Flavors: Apricot, Stonefruits, Sweet, White Grapes
Decided to drink this today. The leaves even look tasty with this puerh. There are a variety of notes to this tea. There is a barely perceptible bitterness to it. There are sweet notes to this tea, the traditional descriptions of apricots and stonefruits apply. After thirteen steeps I am feeling an effect from this tea, I am feeling its qi I guess. I’m not quite teadrunk but I feel the effect of this tea. I suppose I could be feeling the caffeine but I think it is the qi. The reason I was able to give it thirteen steeps in one session is I recently bought a very small gaiwan from Dragon Tea House. They rate it at 50ml, I have been told it is 60ml. I have not gotten around to measuring it yet but I assume it is 60ml. There is a strong aftertaste to this tea. I can taste it even in between sips. No doubt I will be tasting this tea long after I have finished my cup. I don’t know if I would rate the loose Misty Peaks tea as better or worse than their puerh cakes of which I have several. This is definitely among the very best raw puerh. I don’t even think it is considered gushu but I could be wrong.

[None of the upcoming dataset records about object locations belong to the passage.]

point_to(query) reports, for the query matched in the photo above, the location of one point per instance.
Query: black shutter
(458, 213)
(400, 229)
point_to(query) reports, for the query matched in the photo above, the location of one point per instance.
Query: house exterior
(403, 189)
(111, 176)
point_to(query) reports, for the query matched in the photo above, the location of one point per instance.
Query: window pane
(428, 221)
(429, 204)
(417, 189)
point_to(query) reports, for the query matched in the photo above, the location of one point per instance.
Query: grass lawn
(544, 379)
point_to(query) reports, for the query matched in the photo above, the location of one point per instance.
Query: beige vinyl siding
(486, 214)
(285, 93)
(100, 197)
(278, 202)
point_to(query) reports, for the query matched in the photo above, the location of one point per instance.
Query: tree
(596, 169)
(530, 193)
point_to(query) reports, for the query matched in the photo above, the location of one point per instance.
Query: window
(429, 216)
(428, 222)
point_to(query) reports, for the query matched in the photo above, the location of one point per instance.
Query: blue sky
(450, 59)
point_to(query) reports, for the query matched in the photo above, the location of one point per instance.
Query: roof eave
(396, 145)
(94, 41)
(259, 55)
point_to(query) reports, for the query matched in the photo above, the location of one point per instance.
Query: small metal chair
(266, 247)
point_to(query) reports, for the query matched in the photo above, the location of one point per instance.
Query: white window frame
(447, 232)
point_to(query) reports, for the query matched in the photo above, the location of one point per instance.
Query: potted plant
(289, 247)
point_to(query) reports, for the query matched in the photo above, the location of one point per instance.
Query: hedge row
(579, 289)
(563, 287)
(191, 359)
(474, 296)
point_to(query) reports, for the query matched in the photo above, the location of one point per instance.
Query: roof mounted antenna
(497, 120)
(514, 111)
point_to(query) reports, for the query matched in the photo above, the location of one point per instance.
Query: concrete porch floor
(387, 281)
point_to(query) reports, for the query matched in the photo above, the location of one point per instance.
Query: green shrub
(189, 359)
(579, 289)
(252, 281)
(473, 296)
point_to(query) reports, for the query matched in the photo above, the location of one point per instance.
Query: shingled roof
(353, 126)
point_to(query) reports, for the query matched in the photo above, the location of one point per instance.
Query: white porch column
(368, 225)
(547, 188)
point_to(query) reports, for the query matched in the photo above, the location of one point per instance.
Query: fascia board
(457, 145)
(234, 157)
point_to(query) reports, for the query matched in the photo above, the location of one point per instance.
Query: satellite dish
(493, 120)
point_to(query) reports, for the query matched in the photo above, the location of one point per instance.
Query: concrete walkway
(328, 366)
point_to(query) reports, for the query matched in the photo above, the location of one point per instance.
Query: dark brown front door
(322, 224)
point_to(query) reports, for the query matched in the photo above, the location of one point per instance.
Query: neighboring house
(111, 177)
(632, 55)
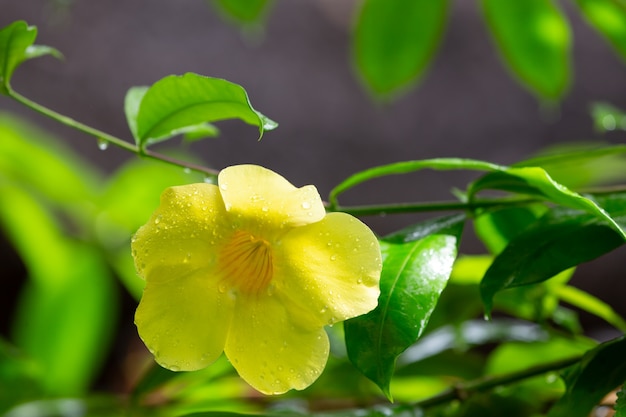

I steeped this tea thirteen times in a 60ml gaiwan with 3.7g leaf and 200 degree water. I gave it a 10 second rinse and a 10 minute rest. I don’t know if ten minutes is enough time for the leaves to open up but it’s all I had patience for. I steeped it for 5 sec, 5 sec, 7 sec, 10 sec, 15 sec, 20 sec, 25 sec, 30 sec, 45 sec, 1 min, 1.5 min, 2 min and 2.5 min. I expect that this tea would make it to twenty steeps but I am at my caffeine limit. I might save the leaves for tomorrow, we’ll see.